Once it's dry, fold the top and bottom edges of the spine material over and glue down.  Use something blunt but hard to press the paper or material down next to the cover and spine.  Put weights on and let dry.
Top right you can see my 'bone' folder that I used to press the spine material down into the gap.  Alternatively you could use a ruler instead or something blunt with a hard edge.
 Next step is to put the cover on.  At this point you'll find it handy to have some newspaper around or a lot of scrap paper.  The reason for this is that paper loves to wrinkle when it gets wet, particularly when you are gluing large areas at once.  If you are not careful, it means your cover will wrinkle and leave nasty creases in your book cover.  When gluing your covers, as soon as you have glued down the paper, place newspaper on top along with a large, heavy weight (you may also want to put a clean piece of paper between your cover and the newspaper to prevent newsprint smudging).  The newspaper works great at drawing the moisture away from your book cover.

So to put your cover paper on, carefully cover your cover board with glue (thin even coat, not lots and lots that will ooze and make the paper soggy).  Because you want the paper to be stuck to the very edge, I also paint just the hard edge (the bit that will be nearest the spine).  Place the cover paper down onto the cover board, making sure the edge closest to the spine will be straight.  Place down on paper with weights to dry.
Painting the edge of the cover paper with glue will ensure there will be no unglued bit along the edge
Do the same thing for the other side.  Be careful that you have your cover paper the same distance from the spine as the first side or your book will look off balance.
One side of the cover paper glued down, the other being allowed to dry.  Note the book cover is face down on newspaper (and a clean piece of paper to prevent the newspaper smudging my cover) with heavy books on top (I knew that Biochemistry book would come in useful some day!)
When it is dry you can trim the cover paper if necessary.  It should be 3-4 cm from the edge of the cover paper on each side although the exact distance doesn't matter too much as it will be folded over and hidden later on in the process.

A quick note to those who wanted to cover their cover boards before attaching them to the spine material.  In this case, what you first need to do is glue your cover board to the middle of your cover material.  Follow the instructions above for tips on how to prevent your paper from wrinkling while gluing.  Trim the paper to about 3-4 cm excess on each side then fold and glue down the edges as described below.

The next step is to fold the paper over to make everything neat.  Step one is to sort out the corners.  Trim your paper on a 45 degree angle to the corner, so that at the tip of the cover board there is at least 3 times the thickness of the cover board.
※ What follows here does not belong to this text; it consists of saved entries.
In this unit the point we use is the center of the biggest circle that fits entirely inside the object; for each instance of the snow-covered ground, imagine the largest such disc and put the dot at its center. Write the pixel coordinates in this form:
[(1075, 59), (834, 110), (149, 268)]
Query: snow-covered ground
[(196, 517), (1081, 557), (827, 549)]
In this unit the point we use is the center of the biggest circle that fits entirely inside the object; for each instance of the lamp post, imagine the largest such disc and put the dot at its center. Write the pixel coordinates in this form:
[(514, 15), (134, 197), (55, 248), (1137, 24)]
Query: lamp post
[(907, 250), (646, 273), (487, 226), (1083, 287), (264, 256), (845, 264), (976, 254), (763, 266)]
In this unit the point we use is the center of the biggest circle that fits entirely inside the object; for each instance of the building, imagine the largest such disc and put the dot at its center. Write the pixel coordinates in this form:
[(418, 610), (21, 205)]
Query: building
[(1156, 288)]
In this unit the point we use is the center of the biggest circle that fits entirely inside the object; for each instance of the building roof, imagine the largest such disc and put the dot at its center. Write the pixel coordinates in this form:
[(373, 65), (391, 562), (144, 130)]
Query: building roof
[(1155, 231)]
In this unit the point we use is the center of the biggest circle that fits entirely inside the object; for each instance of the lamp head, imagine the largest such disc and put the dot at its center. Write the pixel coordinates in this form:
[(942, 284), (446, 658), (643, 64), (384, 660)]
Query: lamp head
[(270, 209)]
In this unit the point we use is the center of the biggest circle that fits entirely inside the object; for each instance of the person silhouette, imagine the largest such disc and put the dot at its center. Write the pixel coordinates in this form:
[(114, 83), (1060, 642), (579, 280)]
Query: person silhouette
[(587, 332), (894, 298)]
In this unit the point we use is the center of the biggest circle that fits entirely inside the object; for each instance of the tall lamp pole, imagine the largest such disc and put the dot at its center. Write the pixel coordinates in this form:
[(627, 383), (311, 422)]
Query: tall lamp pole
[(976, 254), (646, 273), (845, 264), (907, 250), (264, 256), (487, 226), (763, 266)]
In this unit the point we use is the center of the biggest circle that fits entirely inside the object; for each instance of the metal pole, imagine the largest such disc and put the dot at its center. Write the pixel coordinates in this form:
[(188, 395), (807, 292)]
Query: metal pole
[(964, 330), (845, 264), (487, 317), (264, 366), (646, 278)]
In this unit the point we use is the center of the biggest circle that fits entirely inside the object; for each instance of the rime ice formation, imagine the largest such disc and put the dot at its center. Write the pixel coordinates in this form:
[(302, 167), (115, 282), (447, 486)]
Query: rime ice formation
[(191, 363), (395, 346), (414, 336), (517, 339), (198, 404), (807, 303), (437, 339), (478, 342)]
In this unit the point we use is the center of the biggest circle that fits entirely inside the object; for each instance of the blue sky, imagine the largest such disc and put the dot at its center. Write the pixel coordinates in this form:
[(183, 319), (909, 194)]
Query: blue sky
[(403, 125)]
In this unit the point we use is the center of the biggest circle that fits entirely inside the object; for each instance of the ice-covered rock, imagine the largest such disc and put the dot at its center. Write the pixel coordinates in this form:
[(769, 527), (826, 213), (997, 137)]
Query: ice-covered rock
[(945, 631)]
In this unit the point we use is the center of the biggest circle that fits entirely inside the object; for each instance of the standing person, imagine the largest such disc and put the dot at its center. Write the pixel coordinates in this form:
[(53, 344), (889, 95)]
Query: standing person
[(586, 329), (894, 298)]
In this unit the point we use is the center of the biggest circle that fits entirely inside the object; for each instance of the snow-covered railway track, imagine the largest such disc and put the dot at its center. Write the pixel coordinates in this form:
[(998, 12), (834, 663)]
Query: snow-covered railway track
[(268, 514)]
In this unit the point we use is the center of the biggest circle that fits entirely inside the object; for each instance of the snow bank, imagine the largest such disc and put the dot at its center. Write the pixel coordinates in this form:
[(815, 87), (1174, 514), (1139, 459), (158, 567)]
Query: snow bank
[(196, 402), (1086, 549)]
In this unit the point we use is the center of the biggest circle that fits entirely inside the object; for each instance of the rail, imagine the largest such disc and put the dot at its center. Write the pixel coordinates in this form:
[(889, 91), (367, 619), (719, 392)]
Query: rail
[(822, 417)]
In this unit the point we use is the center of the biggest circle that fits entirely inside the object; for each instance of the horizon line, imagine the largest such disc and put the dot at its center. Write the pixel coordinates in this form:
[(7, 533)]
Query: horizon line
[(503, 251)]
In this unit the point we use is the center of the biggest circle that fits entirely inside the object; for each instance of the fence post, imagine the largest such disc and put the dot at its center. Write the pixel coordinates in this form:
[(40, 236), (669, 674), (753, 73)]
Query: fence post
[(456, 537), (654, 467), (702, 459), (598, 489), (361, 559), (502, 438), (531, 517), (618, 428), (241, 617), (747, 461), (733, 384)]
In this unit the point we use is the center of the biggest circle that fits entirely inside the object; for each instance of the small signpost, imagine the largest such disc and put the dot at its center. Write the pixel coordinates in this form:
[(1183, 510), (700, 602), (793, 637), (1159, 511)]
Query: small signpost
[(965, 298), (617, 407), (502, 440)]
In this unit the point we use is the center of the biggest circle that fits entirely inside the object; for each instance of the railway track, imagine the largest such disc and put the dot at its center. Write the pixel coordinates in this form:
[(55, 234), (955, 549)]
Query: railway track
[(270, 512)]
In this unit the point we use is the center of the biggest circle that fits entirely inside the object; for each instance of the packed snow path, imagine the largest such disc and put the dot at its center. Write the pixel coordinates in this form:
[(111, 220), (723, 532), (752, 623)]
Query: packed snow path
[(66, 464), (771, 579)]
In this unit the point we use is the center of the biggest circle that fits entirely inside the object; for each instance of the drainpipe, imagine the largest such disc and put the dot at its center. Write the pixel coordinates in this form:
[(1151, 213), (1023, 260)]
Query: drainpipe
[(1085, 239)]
Now fold over the paper on the 45 degree angle and glue down.  Use a bone folder or a ruler to press down the paper along the cover board to ensure it is completely stuck down.
Do this on every corner and let the glue dry.  You can now fold up the edges and glue them down.  Don't worry about the little bit of brown cover board because it will be hidden by the endpapers later.
Once all the sides are stuck down place the whole thing under weights again (ideally on some newspaper in case of any remaining moisture) and allow to dry overnight.

Those who covered their cover boards before adding the spine should now jump back up and follow the instructions to add the cover boards to the spine material.  The only thing you have to be particularly cautious of is ensuring the spine material is well glued along the edge so it won't lift over time.  However, be careful with your glue- too much and it will seep out and mark your cover.

That's your cover sorted.  Hope you have kept up so far.  Next tutorial will describe how to add your text block to the cover you just made to finish your book.